V. Globalização, colaboração e mentoria: os pilares do sucesso na Medicina acadêmica no século XXI (Prof. Renato Delascio Lopes (BR) – Duke University, EUA)
– Duke Clinical Research Institute (DCRI): Missão de desenvolver e dividir conhecimento que melhore o cuidado dos pacientes em todo o mundo através da pesquisa clínica inovadora.
– Desde 2002, o número de investigadores do FDA de fora dos EUA cresceu exponencialmente, numa taxa de 15% anualmente, enquanto o número investigadores dos EUA sofreu declínio de 5,5%.
– Um terço dos ensaios clínicos em fase III das 20 maiores companhias farmacêuticas americanas são realizados, exclusivamente, fora dos EUA. Para estas mesmas firmas, a maioria dos locais de estudo é realizada fora dos EUA (13.521 de 24.206), como Índia, China, Europa Oriental e América do Sul.

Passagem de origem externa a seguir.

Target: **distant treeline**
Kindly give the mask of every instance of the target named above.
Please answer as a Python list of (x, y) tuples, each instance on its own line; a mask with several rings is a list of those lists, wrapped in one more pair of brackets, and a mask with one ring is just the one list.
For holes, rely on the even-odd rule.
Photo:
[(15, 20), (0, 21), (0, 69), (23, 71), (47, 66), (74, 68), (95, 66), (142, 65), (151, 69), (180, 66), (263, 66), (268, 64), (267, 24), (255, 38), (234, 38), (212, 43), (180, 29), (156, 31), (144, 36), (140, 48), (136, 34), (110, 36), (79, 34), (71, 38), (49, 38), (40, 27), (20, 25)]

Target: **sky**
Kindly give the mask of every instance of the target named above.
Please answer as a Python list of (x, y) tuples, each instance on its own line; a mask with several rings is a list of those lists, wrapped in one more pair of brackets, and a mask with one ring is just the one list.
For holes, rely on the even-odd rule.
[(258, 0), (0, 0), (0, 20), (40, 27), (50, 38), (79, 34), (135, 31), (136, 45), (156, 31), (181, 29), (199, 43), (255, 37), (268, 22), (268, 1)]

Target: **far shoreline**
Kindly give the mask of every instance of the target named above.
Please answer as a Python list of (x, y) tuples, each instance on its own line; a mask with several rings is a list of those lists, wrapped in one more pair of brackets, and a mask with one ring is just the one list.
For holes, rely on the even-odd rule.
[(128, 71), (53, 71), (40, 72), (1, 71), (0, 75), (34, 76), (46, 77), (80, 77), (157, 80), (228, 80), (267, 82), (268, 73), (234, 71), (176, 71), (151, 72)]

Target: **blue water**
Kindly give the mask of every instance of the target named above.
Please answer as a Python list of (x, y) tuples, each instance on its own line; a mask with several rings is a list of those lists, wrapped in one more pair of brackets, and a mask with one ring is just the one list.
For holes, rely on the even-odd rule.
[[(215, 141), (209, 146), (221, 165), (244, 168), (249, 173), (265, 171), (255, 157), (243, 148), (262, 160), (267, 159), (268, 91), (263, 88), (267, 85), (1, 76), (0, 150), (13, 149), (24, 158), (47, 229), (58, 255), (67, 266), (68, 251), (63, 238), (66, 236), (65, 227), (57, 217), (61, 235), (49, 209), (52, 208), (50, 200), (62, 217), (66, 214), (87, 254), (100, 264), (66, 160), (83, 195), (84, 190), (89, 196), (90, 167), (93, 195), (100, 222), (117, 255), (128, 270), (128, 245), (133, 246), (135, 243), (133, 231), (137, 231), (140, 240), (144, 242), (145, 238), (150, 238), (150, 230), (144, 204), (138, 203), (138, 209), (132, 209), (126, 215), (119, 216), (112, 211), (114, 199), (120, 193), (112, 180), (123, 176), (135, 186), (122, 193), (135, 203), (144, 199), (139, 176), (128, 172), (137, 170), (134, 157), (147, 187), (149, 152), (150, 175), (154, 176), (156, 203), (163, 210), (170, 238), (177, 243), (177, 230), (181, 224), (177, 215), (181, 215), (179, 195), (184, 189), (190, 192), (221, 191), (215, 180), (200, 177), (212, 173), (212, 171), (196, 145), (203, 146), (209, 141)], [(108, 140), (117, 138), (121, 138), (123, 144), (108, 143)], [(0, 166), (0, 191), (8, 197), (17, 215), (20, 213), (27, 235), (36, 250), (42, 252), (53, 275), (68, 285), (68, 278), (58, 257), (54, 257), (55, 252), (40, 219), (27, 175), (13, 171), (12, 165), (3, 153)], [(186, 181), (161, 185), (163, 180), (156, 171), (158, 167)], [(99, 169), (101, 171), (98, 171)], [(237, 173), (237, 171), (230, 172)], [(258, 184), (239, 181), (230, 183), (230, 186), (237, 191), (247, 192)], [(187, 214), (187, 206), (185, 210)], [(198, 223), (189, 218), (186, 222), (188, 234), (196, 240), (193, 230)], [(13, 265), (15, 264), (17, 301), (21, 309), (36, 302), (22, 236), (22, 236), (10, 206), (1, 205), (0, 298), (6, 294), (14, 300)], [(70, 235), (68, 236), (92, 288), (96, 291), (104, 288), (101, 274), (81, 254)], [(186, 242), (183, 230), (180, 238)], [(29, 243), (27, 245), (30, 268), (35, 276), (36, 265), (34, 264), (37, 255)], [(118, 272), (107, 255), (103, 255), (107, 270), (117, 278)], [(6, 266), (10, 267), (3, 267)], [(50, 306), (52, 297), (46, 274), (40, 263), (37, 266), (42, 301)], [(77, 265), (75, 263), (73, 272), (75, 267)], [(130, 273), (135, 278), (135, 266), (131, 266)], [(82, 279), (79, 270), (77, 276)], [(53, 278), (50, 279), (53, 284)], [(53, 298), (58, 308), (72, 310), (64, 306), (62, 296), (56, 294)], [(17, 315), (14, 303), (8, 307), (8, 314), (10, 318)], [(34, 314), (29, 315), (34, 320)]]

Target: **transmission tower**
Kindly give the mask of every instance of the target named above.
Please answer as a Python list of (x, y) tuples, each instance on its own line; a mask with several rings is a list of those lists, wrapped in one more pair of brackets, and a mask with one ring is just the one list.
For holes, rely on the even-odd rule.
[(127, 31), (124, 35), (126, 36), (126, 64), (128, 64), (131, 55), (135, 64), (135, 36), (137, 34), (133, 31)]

– Vantagens da globalização dos ensaios clínicos
– Necessidade de maior tamanho das amostras.
– Melhoria da concorrência.
– Mais pesquisa será realizada.
– Colaboração leva ao compartilhamento do aprendizado.
– Modelos de estudos e de amostras adequadas permitem entender a heterogeneidade genética.
– Globalização: uma necessidade
– Prova dos ensaios de conceito: há diferenças farmacogenômicas.
– Ensaios de eficácia: o contexto da prática clínica faz diferença.
– Ensaios de efetividade: os custos relativos e o balanço dos riscos e benefícios são dependentes do contexto.
– A questão não é se vamos globalizar, e sim porque nós a realizamos, como lidamos com as diferenças culturais e como nós armazenamos e dividimos os resultados.
– Mentoria
– Refere-se à relação de desenvolvimento pessoal na qual uma pessoa mais experiente ajuda a menos experiente. É um processo de transmissão informal de conhecimento, capital social e/ou suporte psicológico que são relevantes para o trabalho, carreira ou desenvolvimento profissional dos menos experientes.
– Qualidades de um mentor bem sucedido
– Muita curiosidade.
– Paixão pela Medicina.
– Acostumado a trabalhar muito e a dormir pouco (
– Muito focado em metas.
– Bom caráter.
– Boa capacidade para amizade.
– Pouco consumo de álcool (ou ausência de consumo).
– Devotado à família.
– Tenha tido bons mentores e bons professores.
– Conselhos para os orientados por mentores
– Não é o que você quer ser, mas como você quer gastar o seu tempo.
– Administre bem o seu tempo.
– Mentores mostram a bússola, não o mapa.
– Mentoria lateral é importante.
– Crie as oportunidades para o mentor ajudá-lo.
– Voar sob o radar não te leva aonde você precisa estar.
– Dicas para os futuros mentores
– Comprometa-se a ser o mentor.
– Seja o mentor e não o tor-mentor.
– Mentoria clínica ou de pesquisa: “não mate o paciente”.
– Cuidado: você é o modelo “por inteiro” (e não apenas no assunto do estudo).